It seemed like they drifted for days, but the sun hadn’t stopped shining so it must have only been hours or minutes; time seemed so unimportant. Then the balloon began to slowly drop-down. Henry became a little worried as they were obviously floating over the sea, but soon a beautiful island came into view; they were going to land on a beautiful island!

The balloon slowly drifted onto a wonderful sandy beach and gently settled into the soft sand. This was indeed a beautiful island; the sea was so blue and the golden sands stretched as far as the eye could see. In the distance were some small boats and Henry thought he could see some fishing nets being pulled in. Up on the island, the trees were green; the whole place seemed like the way his mother had described Heaven to him. Presently he noticed four small children running towards them. They were happy, and obviously quite excited, pointing at Henry and Ho-Ho.

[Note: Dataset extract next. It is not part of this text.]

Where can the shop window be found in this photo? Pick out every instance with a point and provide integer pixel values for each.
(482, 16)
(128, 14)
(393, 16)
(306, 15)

"Where are we?" Henry asked the children.

The children giggled.

"Do you know where we are?" asked Henry again.

A little girl stepped forward. "This is called Harmony Island," she said, smiling and waving her hand at the beautiful scenery. "And who are you?" she asked.

"I am called Henry, and this is my friend Ho-Ho the elephant," said Henry, trying to sound confident.

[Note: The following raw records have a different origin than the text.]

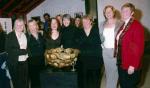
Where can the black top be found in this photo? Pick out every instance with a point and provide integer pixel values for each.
(2, 41)
(68, 36)
(36, 47)
(90, 48)
(51, 43)
(13, 48)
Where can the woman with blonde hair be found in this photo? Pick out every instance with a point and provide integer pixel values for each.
(90, 58)
(108, 30)
(36, 47)
(16, 47)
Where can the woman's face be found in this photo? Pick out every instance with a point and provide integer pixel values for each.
(77, 22)
(33, 27)
(109, 14)
(126, 13)
(66, 22)
(19, 26)
(54, 24)
(86, 23)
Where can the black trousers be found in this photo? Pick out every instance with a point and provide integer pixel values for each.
(36, 65)
(34, 75)
(128, 81)
(88, 78)
(19, 74)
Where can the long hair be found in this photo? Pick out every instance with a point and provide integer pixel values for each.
(19, 20)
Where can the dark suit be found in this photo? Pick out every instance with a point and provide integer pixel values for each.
(90, 58)
(18, 70)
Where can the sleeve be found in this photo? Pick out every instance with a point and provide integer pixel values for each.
(137, 45)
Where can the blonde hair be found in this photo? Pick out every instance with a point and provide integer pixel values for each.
(111, 7)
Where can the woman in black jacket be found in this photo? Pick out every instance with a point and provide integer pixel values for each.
(36, 53)
(68, 32)
(90, 58)
(16, 47)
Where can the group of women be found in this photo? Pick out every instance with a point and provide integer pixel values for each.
(119, 44)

"You must be very hungry," said the little girl, looking concerned. "Come with us and we'll see if we can find  some food."

Henry and Ho-Ho were feeling very hungry. They stepped out of the balloon and followed the children. When the children heard about their amazing journey in the balloon they were most impressed and wanted to know everything about Uncle Dennis, Ho-Ho and all the adventures that had happened to the two friends.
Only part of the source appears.